Naptime: This involves Charlotte ordering me to go lay down with the rest of her toys in her tent. Then she covers everyone up. Doesn't sound too bad, I know, but keep in mind that she insists my face be covered, and I do NOT get the owl pillow, because that is HERS. I have to put my head down on the hard floor. Still, this game is preferable to "What Happened" because it is possible to doze off for a few seconds. Until, that is, she informs us all that it is time to wake up and immediately vacate the tent.
Watch Charlotte: This activity is usually inaugurated when I attempt to sneak away from her and read some email. She immediately senses that something is off-kilter in the universe, because I am not within 2 feet of her, looks over and sees me at the computer, and dashes over demanding to "Watch Charlotte!!!!" I then have to hold her on my lap and show her videos of herself on my Facebook page. While I enjoy watching videos of Charlotte the first few dozen times, the shine does start to come off the penny. Charlotte, on the other hand, never tires of watching videos of herself. Between this self-absorption and her inability to be alone, I think Hollywood is definitely in her future. That is if the serial killer thing doesn't work out.

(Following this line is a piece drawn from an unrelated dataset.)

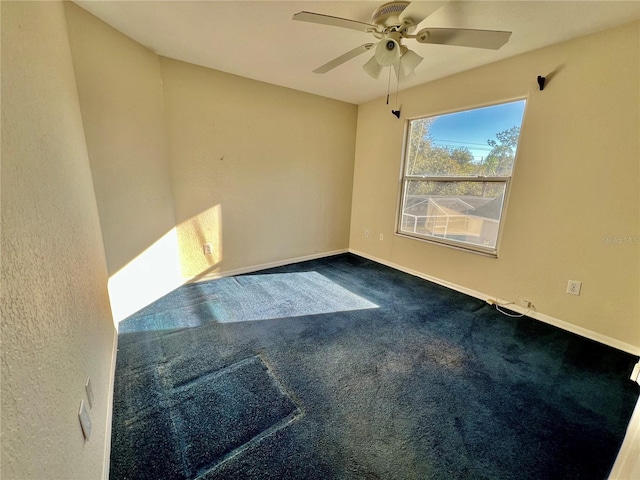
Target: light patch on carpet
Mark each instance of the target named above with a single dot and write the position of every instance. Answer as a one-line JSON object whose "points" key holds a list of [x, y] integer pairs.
{"points": [[252, 297]]}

Mommy the Chauffeur: This involves me pushing her in her Little Tykes car around and around and around and around in a big loop through our house. This car is designed so a toddler can move the vehicle themselves with their feet, and although Charlotte doesn't come from athletic stock, at least not on my side of the family, I'm thinking she could move that car. She does have those cankles, which I find bolsters lower leg strength (I skate circles around Kevin on the ice rink, he with his spindly little ankles). But why not find a way to involve Mommy? She looks so bored all the time.
Doesn't she though.
You could reasonably argue that I have only myself to blame, and I could force her to play by herself by simply ignoring her demands. Don't think I haven't tried that. The resultant fits are one thing--I am becoming immune--but she literally forces herself on me if I try to sit by myself on the couch. She brings all her toys up on the couch and onto my lap. Somehow I struggle to find the concentration required to read a book or even just peruse the Pottery Barn catalog for the millionth time when Charlotte, Tickle-me-Elmo, and a Winne the Pooh telephone are all sitting on top of me. So What Happened it is. Brain usage will have to wait.